# 5 frame deep nuc to TBH - Warre



## Bush_84 (Jan 9, 2011)

I am currently in the process of doing this. The one advantage that I have is that I had comb scraps from a TBH on hand. So I first attached those to the top Warre box. I also formed an adapter out of a queen excluder so no areas would be exposed. I then took out each frame and brushed the bees down into the Warre box. I put the excluder down and the nuc on top. I kept watch and now the brood has almost completely hatched from the nuc. I will take off the nuc. Cut out as much comb as I can and put it in the lower Warre boxes. Whatever can't be fit will sit on the floor so the bees can retake their nectar/pollen.
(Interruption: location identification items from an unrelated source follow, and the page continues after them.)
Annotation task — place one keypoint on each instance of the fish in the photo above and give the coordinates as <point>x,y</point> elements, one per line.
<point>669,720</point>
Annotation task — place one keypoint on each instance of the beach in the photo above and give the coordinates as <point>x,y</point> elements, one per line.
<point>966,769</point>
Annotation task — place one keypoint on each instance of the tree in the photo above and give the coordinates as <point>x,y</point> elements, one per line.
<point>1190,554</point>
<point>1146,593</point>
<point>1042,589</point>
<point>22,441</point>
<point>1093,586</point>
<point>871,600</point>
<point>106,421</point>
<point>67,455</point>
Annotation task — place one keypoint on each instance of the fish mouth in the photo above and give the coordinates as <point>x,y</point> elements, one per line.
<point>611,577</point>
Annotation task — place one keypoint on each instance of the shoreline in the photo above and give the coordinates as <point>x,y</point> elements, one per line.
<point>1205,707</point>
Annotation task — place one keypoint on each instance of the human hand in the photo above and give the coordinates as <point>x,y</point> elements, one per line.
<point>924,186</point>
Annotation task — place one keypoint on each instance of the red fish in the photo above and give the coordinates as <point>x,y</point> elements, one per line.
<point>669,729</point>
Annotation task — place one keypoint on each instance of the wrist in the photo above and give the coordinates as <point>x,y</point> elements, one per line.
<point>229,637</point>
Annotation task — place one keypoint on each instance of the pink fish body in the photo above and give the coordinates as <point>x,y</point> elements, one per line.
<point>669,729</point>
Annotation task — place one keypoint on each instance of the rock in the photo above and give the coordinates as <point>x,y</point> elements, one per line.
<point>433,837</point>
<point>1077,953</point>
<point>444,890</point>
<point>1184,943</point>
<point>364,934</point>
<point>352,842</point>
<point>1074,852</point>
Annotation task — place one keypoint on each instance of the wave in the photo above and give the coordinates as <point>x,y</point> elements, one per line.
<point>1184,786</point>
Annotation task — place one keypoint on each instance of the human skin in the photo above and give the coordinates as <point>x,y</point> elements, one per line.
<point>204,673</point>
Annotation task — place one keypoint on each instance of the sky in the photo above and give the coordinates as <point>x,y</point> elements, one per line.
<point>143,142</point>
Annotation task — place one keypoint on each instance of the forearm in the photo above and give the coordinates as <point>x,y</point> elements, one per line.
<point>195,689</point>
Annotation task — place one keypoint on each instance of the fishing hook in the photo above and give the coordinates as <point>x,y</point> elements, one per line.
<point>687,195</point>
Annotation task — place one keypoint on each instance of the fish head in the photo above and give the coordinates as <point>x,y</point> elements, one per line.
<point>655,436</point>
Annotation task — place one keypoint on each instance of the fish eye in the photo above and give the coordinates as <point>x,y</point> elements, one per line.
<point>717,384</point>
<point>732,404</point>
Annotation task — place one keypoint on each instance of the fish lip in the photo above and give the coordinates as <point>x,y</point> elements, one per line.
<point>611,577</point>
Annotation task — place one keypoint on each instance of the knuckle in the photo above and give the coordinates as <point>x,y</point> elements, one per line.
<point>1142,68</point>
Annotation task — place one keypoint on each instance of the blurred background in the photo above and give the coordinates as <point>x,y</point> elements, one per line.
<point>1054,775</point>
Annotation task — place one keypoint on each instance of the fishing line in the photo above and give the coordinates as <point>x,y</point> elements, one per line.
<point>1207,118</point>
That's how I did/am doing it.


----------



## BeehiveProject (Jun 7, 2011)

Bush... thanks... will probably wait on a warre for spring of next year.. thoughts on using an 8 frame langstroth in a warre fashion... ?


----------



## Zonker (Mar 10, 2010)

Never tried it myself, but I think you could just cut a hole in a piece of plywood (http://www.box.net/shared/hkefz3qcic) as an adapter and put the warre on top of the nuc and let them grow up in to it, but I've heard this doesn't always work. Might be best to do this during the flow. If you have some extra comb might try trapping the queen in the warre.


----------



## Bush_84 (Jan 9, 2011)

Although I think you would want them to move down. Not up.


----------